A luta dos enfermeiros é, sublinhe-se, mais do que legítima. São preocupantes os efeitos das cirurgias adiadas com a “greve cirúrgica”, mas convém não esquecer as condições em que estes elementos fundamentais para o Sistema Nacional de Saúde trabalham: a maior parte com 1 200 euros brutos mensais, tenham um ano de profissão ou 20, muitos em condições precárias, todos lidando diariamente no fim da linha com as ineficiências e as falhas dos serviços. É por isso que há enfermeiros a fazer turnos duplos e triplos, para conseguirem engrossar o dinheiro que trazem para casa, acumulando 16 horas por dia entre o público e o privado. Situações que deixam marcas, com casos às pazadas de esgotamentos e exaustão por falta de descanso.
Nesta edição, como poderá comprovar nas páginas adiante, ouvimos 11 enfermeiros e damos rosto às reivindicações de uma classe que tem sido, quase sempre, o elo mais fraco. Falta de reconhecimento e de progressão na carreira, salários muito baixos, ausência de compensações para os enfermeiros especialistas, precariedade e diferenças de horário são as queixas mais comuns que aqui personificamos. Histórias que ajudam, além disso, a construir um retrato real do estado – preso por arames – do Serviço Nacional de Saúde.

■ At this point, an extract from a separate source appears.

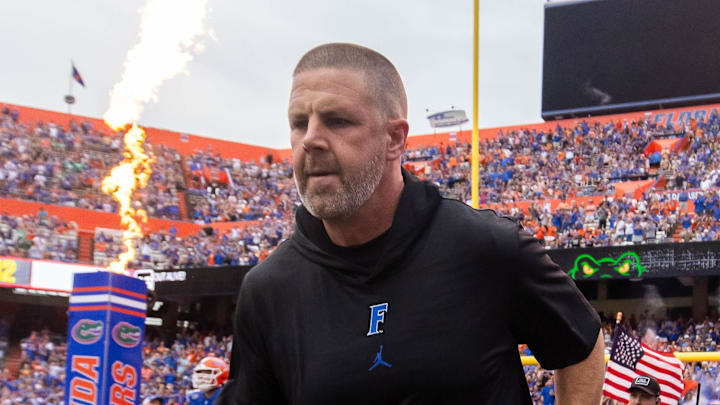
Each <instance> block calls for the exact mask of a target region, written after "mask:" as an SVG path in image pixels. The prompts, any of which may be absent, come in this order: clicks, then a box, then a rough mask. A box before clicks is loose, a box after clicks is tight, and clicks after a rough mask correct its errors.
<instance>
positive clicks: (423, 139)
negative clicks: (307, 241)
mask: <svg viewBox="0 0 720 405" xmlns="http://www.w3.org/2000/svg"><path fill="white" fill-rule="evenodd" d="M21 110H22V112H21ZM696 115H697V114H696ZM684 117H685V118H684V120H678V121H677V122H662V121H659V122H656V121H653V120H651V119H650V118H649V117H647V116H643V115H641V114H635V116H633V117H629V116H624V117H622V118H617V117H612V116H610V117H607V118H599V119H594V120H592V121H590V120H573V121H570V122H560V123H556V124H554V125H553V124H549V125H548V124H545V125H544V126H538V125H535V126H534V127H533V126H527V127H524V128H523V127H516V128H501V129H499V130H496V132H495V136H492V134H491V133H489V132H488V131H485V133H484V136H483V140H482V141H481V143H480V173H479V175H480V176H479V177H480V196H479V198H480V204H481V206H483V207H488V208H492V209H495V210H497V211H498V212H499V213H501V214H504V215H510V216H514V217H517V218H519V219H520V220H521V221H522V222H523V224H524V226H525V227H526V229H527V230H528V231H530V232H532V233H533V234H534V235H535V236H537V237H538V239H540V240H542V241H543V242H544V243H545V245H546V246H547V247H548V248H568V247H584V246H609V245H619V244H634V243H654V242H664V241H707V240H718V239H719V238H720V191H719V190H720V153H718V148H719V146H718V145H719V144H720V143H719V140H718V139H719V134H720V115H718V113H717V111H716V110H714V109H710V110H709V111H708V112H707V113H706V114H703V117H698V118H699V119H695V118H693V117H692V116H691V115H690V114H687V115H684ZM43 118H44V119H45V121H43V120H42V119H43ZM63 119H64V121H65V122H67V125H62V124H61V122H63ZM0 120H1V121H0V124H1V125H0V126H1V128H2V131H1V132H0V141H1V142H0V197H2V198H5V199H11V200H14V201H34V202H39V203H42V204H43V205H41V207H43V209H50V208H44V207H46V206H47V207H49V206H56V207H57V206H64V207H73V208H80V209H82V210H90V211H101V212H108V213H113V212H116V210H117V206H116V203H115V202H114V201H112V198H111V197H110V196H108V195H105V194H103V193H102V192H101V191H100V189H99V186H100V183H101V181H102V178H103V177H104V176H105V175H106V174H107V173H108V171H109V169H110V168H111V167H112V166H113V165H114V164H116V163H117V162H118V161H119V160H121V158H122V142H121V138H120V136H119V135H118V134H114V133H112V131H109V130H108V129H107V128H106V127H105V126H103V125H102V124H101V123H100V122H98V120H93V119H89V118H87V119H85V118H76V119H70V118H69V117H67V116H64V115H63V114H58V113H52V112H42V111H40V110H34V109H28V108H23V107H18V106H7V105H6V106H4V107H3V108H2V114H1V115H0ZM166 132H167V131H166ZM152 133H153V132H152V131H149V134H150V135H151V136H149V139H148V142H147V143H146V145H147V147H148V148H149V149H150V150H151V151H152V154H153V156H154V157H155V162H154V163H153V166H152V168H153V174H152V176H151V181H150V183H149V185H148V187H147V188H145V189H142V190H139V191H137V192H136V196H135V202H134V204H135V206H136V207H137V208H139V207H143V208H145V209H146V210H147V211H148V214H149V215H150V216H151V217H155V218H157V219H172V220H176V221H182V222H185V229H187V231H186V232H181V234H179V235H178V234H177V233H176V234H174V235H172V234H169V233H167V232H169V231H170V229H171V228H173V227H174V226H173V225H172V223H164V224H161V225H157V226H155V227H156V228H159V229H157V230H155V229H151V230H149V232H148V235H147V236H146V238H145V239H143V240H142V241H138V247H140V248H141V250H142V251H143V252H144V253H145V254H143V255H141V257H139V258H138V260H136V261H135V262H133V263H132V266H133V267H141V266H147V265H150V266H160V267H163V268H165V267H182V266H187V265H191V266H192V265H198V266H199V265H207V264H211V265H219V264H234V263H254V262H256V260H258V259H259V258H261V257H263V256H264V255H266V253H264V252H266V251H270V250H272V248H273V247H275V246H276V244H277V242H279V241H280V240H282V238H277V237H275V236H270V237H267V236H264V237H262V238H260V239H263V240H258V238H257V237H253V238H252V239H253V240H252V242H253V243H249V244H248V243H246V244H244V245H243V247H242V249H239V250H236V249H228V248H226V247H225V246H224V244H223V243H222V241H223V240H227V239H228V238H230V239H231V240H236V239H238V238H240V239H244V240H249V238H248V237H245V236H243V237H240V236H239V234H240V233H242V232H241V231H240V230H235V232H234V233H231V235H230V236H227V235H223V234H222V233H223V232H217V233H219V234H217V235H212V236H211V235H207V234H206V233H205V232H204V231H203V230H202V227H203V226H204V225H210V224H216V223H221V222H242V221H250V220H254V221H257V220H262V221H264V223H265V225H263V228H267V229H270V228H277V229H274V230H273V231H267V229H265V230H263V231H262V232H261V233H263V234H268V233H270V234H273V233H276V234H281V235H284V236H287V234H288V231H287V230H288V228H291V227H292V225H291V222H292V217H293V212H294V209H295V207H296V206H297V205H298V204H299V199H298V196H297V192H296V190H295V187H294V183H293V179H292V165H291V164H290V163H289V159H288V156H289V153H288V151H272V150H269V149H262V148H257V147H255V148H254V149H253V148H252V147H251V148H250V149H251V151H250V152H247V151H244V152H245V153H244V156H242V155H243V154H242V153H237V154H235V156H233V153H232V152H231V153H227V152H226V149H225V148H223V149H218V151H214V150H213V148H212V144H209V145H210V146H209V147H208V146H207V142H202V141H200V140H198V142H197V144H196V145H187V144H191V143H192V142H190V140H189V136H187V135H180V134H175V138H176V139H174V141H173V142H164V143H160V142H157V143H153V142H152V141H153V137H152ZM164 135H165V136H166V138H167V136H169V135H168V134H164ZM463 135H465V136H464V138H467V136H466V134H461V135H460V136H458V135H457V134H455V135H453V137H454V138H455V139H454V140H453V139H451V138H450V135H447V134H446V135H445V137H444V138H438V137H437V136H426V137H417V138H418V139H417V140H415V139H413V138H410V139H411V141H410V142H409V147H408V150H407V153H406V156H405V167H406V168H407V169H408V170H410V171H412V172H413V173H415V174H416V175H418V176H420V177H421V178H425V179H427V180H430V181H433V182H435V183H436V184H438V185H439V187H440V188H441V190H442V192H443V194H444V195H445V196H447V197H449V198H456V199H460V200H462V201H469V199H470V181H469V179H470V170H469V167H470V165H469V155H470V144H469V142H468V141H467V139H463ZM419 138H425V139H422V140H421V139H419ZM161 141H167V139H162V140H161ZM428 141H429V142H428ZM433 141H434V142H433ZM430 142H432V144H429V143H430ZM177 145H179V146H181V147H182V149H183V150H184V152H185V153H181V152H179V151H178V149H177V148H176V146H177ZM244 146H247V145H244ZM244 146H243V147H242V148H241V149H245V148H244ZM236 149H237V148H236ZM221 150H222V151H223V152H224V154H223V153H221V152H220V151H221ZM253 152H254V158H253V159H247V156H248V153H250V154H252V153H253ZM671 191H678V192H679V194H677V193H671ZM691 194H692V196H693V198H692V199H691V198H690V197H689V196H690V195H691ZM675 195H677V198H674V197H675ZM27 206H29V205H27ZM691 207H692V209H691ZM29 214H33V215H34V214H36V213H35V212H29ZM91 215H93V216H94V215H97V214H91ZM5 216H6V217H7V218H12V215H5ZM59 219H63V218H62V216H61V217H60V218H59ZM15 222H16V221H12V222H11V223H15ZM76 222H77V221H76ZM81 222H82V221H81ZM81 222H77V225H78V226H79V229H80V230H83V231H88V232H90V233H92V234H93V235H94V238H93V240H94V242H95V243H93V246H94V247H100V249H96V248H95V249H92V252H91V254H89V255H87V254H86V255H85V256H84V257H83V258H88V256H89V258H90V260H92V261H93V262H94V263H95V264H99V265H105V264H106V263H107V261H108V260H107V259H108V258H109V257H113V256H115V255H116V254H117V253H118V251H119V249H120V246H119V245H118V243H117V238H110V237H108V236H107V235H103V234H102V233H100V234H98V232H99V231H98V230H97V229H96V228H98V227H93V226H92V224H91V223H88V224H86V223H81ZM270 222H276V223H277V224H275V225H268V224H269V223H270ZM192 225H196V227H194V228H193V227H192ZM239 226H241V225H239ZM106 227H107V226H106ZM242 227H244V226H242ZM99 228H100V229H102V228H103V227H99ZM110 228H114V229H119V226H117V225H115V226H110ZM225 229H226V231H225V232H230V231H231V230H232V229H233V228H232V227H230V228H227V227H226V228H225ZM5 232H7V231H5ZM5 236H6V237H4V238H3V239H4V241H3V242H2V243H3V245H0V249H4V250H6V251H8V254H7V255H10V256H20V257H33V256H41V257H44V258H58V260H75V261H77V260H79V259H80V258H79V257H78V253H77V245H78V243H77V241H76V242H75V243H74V244H71V245H69V246H68V248H64V249H62V253H58V252H57V250H58V247H57V246H54V244H53V246H44V245H42V244H40V245H39V246H38V245H35V246H33V247H32V249H31V247H30V246H28V245H27V243H20V244H19V243H18V238H19V236H18V232H14V233H13V234H12V235H10V236H9V237H7V236H8V235H5ZM169 237H172V238H173V239H172V240H170V239H169ZM98 238H100V240H99V239H98ZM103 238H107V240H103ZM178 238H179V239H178ZM167 245H172V246H170V247H168V246H167ZM181 246H186V247H185V248H182V247H181ZM11 249H12V250H11ZM38 249H40V250H42V252H39V251H38ZM31 250H32V251H31ZM44 250H47V251H44ZM73 252H74V253H73ZM31 254H32V255H33V256H31ZM80 261H82V260H80Z"/></svg>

O erro fatal foi – aquando da reposição das 35 horas semanais na Função Pública em 2016 (horário que vingava genericamente desde 2000 e foi alterado por Passos Coelho em 2013, mas foi ponto de entendimento essencial para sustentar o acordo de Governo entre a esquerda parlamentar) – a decisão ter sido tomada sem se ponderar devidamente os efeitos que seriam gravosos em serviços a rebentar pelas costuras como o da Saúde. Subavaliou-se os efeitos da medida, que foi a gota de água de um descontentamento que vem de trás e é fácil de entender.
Do lado do Governo, a inflexibilidade mostrada até agora começou a abrir brechas. Este é, note-se, o mais complexo dos equilíbrios a alcançar nos próximos tempos. A manta não estica e a folga orçamental proporcionada por um bom ciclo económico não dá para tudo, mas é preciso atender a muitas necessidades urgentes do SNS, com vários problemas crónicos e, nalguns casos, assente na boa vontade, na dedicação e no brio dos profissionais de saúde, com justas reclamações acumuladas que têm efeitos diretos nas nossas vidas. Mas impõe-se fazê-lo sem entrar em cedências loucas a pensar na reeleição e na pressão dos compagnons de route à esquerda, porque isso seria desastroso para o País.